Il 22 luglio il senato ha approvato in maniera definitiva, con 171 voti a favore, 128 contrari e 6 astenuti, il lodo Alfano con il quale le quattro
cariche più importanti dello stato (Presidente della Repubblica, i Presidenti delle due Camere e il Presidente del Consiglio) non possono essere
processati a mandato in corso nemmeno su fatti precedenti alla data di insediamento della loro carica.

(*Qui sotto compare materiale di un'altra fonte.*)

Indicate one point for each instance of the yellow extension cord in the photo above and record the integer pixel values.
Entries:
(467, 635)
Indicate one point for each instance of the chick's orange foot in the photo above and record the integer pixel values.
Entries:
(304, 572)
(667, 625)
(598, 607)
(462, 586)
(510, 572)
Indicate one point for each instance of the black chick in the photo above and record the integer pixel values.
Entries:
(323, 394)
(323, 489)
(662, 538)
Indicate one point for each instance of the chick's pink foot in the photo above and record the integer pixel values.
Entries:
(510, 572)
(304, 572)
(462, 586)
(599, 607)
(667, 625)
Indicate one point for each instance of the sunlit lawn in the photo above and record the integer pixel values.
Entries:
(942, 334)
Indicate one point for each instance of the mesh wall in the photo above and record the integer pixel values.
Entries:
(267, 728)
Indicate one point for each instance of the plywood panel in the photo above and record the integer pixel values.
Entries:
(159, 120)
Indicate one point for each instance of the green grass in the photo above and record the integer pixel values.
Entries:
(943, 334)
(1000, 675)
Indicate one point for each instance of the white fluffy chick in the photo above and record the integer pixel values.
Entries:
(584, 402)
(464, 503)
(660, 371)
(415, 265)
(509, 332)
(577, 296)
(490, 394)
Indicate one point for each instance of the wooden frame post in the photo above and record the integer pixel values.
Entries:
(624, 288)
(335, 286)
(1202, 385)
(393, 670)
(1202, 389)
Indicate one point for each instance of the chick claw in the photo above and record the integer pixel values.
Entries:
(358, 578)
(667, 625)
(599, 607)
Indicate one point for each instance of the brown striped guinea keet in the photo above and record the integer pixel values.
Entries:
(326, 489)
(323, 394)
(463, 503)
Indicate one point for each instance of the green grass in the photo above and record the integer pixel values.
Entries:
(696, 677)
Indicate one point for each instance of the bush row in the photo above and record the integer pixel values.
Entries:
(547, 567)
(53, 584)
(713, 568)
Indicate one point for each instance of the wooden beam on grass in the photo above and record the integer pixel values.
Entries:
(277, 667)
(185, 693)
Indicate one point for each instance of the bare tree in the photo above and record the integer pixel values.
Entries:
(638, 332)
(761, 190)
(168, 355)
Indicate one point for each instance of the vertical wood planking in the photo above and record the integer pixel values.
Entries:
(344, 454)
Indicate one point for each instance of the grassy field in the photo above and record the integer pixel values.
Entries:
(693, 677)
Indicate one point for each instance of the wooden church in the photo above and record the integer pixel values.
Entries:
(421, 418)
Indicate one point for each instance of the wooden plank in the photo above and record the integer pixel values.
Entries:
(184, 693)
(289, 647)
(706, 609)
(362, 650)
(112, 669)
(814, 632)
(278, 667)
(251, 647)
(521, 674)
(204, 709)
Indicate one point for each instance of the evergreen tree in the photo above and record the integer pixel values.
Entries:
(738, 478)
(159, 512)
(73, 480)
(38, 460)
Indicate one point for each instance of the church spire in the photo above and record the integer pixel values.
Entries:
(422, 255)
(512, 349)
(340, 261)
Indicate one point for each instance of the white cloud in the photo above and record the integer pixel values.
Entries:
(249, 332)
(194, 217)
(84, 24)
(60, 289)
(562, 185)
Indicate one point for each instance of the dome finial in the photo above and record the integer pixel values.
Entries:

Il provvedimento è stato accolto con
sdegno da parte di tutte le opposizioni, parlamentari e non, per una legge che è specifica per salvare quattro persone, e probabilmente una in
particolare, il Presidente del Consiglio Silvio Berlusconi, indagato nel processo Mills per corruzione. All’inizio la maggioranza aveva provato
a mascherare la legge ad personam con un decreto, il blocca processi, che sospendesse appunto 100.000 processi, tra cui quello di Berlusconi.
Ma questa norma venne cancellata e venne fatto sì che si procedesse per il lodo Alfano.
Eppure Berlusconi aveva già ricevuto un no del genere: il 13 gennaio 2004 fu bocciato dalla corte costituzionale il lodo Schifani,
antenato del lodo Alfano, che prevedeva la sospensione dei processi a carico delle 5 cariche più alte dello stato ( in aggiunta c’era il
presidente della corte costituzionale), il quale tra l’altro aveva permesso allo stesso Berlusconi nel 2003 di sospendere il così detto
processo SME.
Sono circa tre mesi che il governo si è insediato, e già iniziano a farsi largo leggi ad personam, anche se sarebbe più opportuno occuparsi di
problemi che affliggono i cittadini medi, a partire dai salari e dal costo della vita al posto di tutelare gli interessi di una casta di politici
che sta facendo sempre più il comodo proprio.